In cases of child and spousal support, discovery is essential. One individual showed a very modest “salary” but he owned his own business. His answers and responses to discovery showed that much of his personal expenses were run through his business. By proving this to the Court, the Court was able to reallocate such personal expenses as income to him which resulted in a higher child support obligation.
Modern technology has increased the effectiveness of discovery and has reduced the cost of discovery methods. Whereas just a couple decades ago an attorney had to type for long hours to generate discovery; with word processors, the internet, and modern computer database technology, an attorney can generate discovery, use public information to validate/invalidate the answers and responses, and research the effect of that new information in a fraction of the time.

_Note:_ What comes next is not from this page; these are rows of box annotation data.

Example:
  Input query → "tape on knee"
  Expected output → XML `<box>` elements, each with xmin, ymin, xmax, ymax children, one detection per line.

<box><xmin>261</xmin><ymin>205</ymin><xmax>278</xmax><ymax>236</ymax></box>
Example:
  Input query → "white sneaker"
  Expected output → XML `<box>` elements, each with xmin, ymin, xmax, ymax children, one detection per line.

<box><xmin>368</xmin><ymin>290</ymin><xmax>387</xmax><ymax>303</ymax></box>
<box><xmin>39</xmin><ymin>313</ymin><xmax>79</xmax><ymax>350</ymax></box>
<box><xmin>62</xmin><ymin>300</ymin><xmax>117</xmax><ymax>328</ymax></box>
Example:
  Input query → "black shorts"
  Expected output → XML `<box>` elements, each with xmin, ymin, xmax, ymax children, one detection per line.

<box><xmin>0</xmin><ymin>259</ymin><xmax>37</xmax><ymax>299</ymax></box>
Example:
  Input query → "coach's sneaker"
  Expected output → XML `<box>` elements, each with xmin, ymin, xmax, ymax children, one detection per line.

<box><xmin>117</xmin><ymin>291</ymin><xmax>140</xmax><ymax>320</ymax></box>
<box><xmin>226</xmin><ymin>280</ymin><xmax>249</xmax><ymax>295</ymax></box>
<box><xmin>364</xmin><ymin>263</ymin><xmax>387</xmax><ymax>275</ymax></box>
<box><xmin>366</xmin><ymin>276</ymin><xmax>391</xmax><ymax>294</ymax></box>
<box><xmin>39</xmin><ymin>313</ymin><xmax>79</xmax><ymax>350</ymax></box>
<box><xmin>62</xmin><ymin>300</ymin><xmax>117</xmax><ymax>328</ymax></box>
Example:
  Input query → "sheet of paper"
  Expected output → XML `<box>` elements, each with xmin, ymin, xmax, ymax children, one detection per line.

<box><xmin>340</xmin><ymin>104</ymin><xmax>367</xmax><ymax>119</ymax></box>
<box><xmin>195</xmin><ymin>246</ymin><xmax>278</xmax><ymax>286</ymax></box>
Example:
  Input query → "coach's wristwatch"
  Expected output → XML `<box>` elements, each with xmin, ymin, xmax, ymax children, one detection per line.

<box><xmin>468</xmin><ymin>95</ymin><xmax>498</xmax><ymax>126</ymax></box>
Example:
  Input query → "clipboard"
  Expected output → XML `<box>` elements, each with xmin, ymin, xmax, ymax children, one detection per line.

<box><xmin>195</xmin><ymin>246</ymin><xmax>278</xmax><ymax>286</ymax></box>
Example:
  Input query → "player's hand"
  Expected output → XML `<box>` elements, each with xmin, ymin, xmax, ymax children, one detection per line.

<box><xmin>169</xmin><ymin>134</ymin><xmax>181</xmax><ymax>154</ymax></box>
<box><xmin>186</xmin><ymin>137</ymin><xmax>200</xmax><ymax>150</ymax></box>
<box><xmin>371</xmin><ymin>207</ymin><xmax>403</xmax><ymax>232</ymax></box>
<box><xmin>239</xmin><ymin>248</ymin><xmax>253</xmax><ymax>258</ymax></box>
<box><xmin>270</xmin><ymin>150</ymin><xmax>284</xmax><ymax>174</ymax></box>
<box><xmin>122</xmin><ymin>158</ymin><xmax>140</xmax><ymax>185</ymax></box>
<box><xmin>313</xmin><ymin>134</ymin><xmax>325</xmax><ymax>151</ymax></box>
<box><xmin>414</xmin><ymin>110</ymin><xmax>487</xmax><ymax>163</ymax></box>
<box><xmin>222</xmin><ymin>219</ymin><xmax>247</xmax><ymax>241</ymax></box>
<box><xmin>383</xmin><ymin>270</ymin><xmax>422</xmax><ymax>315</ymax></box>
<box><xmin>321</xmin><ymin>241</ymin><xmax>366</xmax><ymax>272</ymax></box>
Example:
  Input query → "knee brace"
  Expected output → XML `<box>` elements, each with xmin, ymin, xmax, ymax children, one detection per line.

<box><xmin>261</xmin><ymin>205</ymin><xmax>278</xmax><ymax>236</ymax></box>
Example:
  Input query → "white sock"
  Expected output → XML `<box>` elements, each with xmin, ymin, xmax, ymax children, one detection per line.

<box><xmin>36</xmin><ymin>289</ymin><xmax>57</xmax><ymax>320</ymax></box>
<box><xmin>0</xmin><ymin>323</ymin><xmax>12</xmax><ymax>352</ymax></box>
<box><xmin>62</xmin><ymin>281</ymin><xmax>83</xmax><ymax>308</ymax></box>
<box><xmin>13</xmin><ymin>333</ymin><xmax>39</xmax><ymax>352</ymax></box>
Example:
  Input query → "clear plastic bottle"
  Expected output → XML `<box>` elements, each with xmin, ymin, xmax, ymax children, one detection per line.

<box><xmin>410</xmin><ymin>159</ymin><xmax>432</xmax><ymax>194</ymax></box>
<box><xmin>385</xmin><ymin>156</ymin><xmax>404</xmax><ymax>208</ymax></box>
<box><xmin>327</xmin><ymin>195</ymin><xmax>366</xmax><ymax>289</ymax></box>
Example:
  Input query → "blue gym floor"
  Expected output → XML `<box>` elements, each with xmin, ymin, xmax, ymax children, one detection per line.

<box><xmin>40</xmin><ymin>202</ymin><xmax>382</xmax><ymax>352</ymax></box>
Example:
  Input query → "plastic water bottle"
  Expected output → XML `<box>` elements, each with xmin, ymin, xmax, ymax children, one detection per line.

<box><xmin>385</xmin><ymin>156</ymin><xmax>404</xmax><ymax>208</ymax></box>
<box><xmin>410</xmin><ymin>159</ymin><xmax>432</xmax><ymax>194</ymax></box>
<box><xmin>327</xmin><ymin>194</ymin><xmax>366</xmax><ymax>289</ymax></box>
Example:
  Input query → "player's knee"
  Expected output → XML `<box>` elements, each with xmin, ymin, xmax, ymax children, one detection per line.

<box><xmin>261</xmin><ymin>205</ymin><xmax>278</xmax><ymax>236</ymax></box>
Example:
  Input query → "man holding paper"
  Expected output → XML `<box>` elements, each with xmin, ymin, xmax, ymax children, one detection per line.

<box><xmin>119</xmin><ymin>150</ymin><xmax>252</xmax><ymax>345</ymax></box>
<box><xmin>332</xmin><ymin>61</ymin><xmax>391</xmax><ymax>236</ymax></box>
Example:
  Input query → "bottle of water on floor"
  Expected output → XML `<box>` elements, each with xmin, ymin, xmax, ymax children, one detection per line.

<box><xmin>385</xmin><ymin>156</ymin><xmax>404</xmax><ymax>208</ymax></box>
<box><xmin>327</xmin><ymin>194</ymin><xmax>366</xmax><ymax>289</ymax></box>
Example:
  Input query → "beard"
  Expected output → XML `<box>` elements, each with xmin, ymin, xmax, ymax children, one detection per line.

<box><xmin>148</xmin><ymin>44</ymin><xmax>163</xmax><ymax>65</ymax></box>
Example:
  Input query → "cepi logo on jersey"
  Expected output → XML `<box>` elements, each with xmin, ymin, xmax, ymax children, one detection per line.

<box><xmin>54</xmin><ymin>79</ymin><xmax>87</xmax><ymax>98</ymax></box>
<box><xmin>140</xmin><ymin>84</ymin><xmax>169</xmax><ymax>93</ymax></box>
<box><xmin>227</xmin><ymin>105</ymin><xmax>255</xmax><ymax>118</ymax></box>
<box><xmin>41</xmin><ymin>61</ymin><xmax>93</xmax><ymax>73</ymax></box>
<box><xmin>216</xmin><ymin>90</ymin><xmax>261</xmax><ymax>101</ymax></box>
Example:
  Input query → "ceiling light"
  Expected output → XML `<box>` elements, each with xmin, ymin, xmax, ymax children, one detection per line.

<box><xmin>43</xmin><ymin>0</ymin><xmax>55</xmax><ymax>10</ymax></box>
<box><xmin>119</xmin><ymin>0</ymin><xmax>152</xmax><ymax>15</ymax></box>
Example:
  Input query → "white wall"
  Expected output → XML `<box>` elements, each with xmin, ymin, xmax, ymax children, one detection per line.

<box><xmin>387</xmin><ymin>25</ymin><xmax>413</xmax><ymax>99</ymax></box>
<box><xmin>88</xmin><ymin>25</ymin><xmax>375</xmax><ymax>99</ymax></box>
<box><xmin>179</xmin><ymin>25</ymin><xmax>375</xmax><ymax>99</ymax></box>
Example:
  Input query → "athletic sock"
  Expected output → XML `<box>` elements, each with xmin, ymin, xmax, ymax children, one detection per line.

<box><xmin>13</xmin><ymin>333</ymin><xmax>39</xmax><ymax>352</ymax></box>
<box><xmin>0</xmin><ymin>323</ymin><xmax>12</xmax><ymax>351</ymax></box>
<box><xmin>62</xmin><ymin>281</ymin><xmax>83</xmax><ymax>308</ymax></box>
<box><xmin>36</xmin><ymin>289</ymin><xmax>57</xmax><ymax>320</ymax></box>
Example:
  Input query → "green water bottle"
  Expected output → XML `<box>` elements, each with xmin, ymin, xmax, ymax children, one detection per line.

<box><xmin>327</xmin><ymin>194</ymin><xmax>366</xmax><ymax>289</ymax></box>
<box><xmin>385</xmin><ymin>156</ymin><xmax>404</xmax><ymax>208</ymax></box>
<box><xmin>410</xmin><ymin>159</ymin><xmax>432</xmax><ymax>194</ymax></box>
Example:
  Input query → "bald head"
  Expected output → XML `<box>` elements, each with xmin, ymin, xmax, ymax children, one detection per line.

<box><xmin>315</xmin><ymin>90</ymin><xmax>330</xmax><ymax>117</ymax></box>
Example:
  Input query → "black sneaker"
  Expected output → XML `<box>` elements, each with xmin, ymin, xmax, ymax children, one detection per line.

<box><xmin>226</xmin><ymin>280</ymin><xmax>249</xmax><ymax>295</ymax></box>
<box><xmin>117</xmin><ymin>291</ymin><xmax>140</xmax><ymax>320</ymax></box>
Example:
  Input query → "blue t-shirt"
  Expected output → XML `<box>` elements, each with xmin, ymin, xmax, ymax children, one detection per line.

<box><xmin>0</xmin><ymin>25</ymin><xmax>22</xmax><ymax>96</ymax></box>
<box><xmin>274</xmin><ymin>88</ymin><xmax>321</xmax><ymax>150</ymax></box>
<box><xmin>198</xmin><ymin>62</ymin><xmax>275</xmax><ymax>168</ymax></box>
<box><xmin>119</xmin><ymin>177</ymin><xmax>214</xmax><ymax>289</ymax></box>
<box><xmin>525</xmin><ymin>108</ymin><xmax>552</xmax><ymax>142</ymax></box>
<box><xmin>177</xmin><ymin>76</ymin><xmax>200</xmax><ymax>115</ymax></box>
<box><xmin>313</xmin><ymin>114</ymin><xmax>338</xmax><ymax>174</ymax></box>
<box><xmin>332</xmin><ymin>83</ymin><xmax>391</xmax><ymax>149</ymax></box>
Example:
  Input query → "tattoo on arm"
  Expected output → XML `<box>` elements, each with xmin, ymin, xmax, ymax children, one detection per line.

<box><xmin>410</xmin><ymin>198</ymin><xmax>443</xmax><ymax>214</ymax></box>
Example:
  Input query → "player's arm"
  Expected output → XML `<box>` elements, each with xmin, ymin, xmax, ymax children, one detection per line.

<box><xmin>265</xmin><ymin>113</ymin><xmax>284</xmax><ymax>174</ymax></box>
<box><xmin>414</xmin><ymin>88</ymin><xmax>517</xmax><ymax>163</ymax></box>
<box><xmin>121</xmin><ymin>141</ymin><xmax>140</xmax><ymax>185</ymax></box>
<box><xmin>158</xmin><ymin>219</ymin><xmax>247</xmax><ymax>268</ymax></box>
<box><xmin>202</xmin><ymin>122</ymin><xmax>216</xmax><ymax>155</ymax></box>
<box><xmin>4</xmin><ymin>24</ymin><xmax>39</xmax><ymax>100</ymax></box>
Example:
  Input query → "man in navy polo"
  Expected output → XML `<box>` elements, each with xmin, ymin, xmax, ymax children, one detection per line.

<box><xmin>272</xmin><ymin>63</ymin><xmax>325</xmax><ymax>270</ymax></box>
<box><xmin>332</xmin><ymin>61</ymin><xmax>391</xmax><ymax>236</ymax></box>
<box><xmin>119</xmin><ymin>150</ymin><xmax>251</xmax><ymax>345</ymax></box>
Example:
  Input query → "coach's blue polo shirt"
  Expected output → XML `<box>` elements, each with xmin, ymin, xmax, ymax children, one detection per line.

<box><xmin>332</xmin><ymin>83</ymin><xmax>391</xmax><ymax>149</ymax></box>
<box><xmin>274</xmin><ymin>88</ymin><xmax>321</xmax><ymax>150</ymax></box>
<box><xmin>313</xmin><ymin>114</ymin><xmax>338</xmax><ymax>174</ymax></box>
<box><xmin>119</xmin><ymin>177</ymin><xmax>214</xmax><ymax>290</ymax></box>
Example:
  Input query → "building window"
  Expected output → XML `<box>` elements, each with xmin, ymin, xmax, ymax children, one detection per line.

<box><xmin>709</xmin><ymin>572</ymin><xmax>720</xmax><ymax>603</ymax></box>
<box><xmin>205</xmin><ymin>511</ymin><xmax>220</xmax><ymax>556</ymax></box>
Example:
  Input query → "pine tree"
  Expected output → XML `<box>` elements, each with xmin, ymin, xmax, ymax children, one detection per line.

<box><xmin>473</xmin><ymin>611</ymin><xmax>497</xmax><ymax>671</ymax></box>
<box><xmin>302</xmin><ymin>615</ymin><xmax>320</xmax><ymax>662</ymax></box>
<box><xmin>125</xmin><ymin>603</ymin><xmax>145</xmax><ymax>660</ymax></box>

Less time for the attorney means less money the client has to pay.
In conclusion, discovery is a useful tool for the attorney and is usually absolutely necessary to protect the client’s interests. By finding hidden assets, preventing surprise, narrowing the issues before trial, or promoting fair settlement; discovery reduces the costs to the client in the long run and/or increases that which the client is entitled.
Published August 10, 2009 | Authored by Richard Forrest Kern, Esq. and Mark Spencer Williams, Esq., Rice Law, PLLC
Author’s Note: This article is not intended to be a comprehensive analysis of the discovery process. The Purpose of this article is to impress on the non-lawyer who may read it, the importance of discovery and to outline generally some commonly used discovery methods in North Carolina family law and divorce actions. The reader interested in learning more should contact their attorney.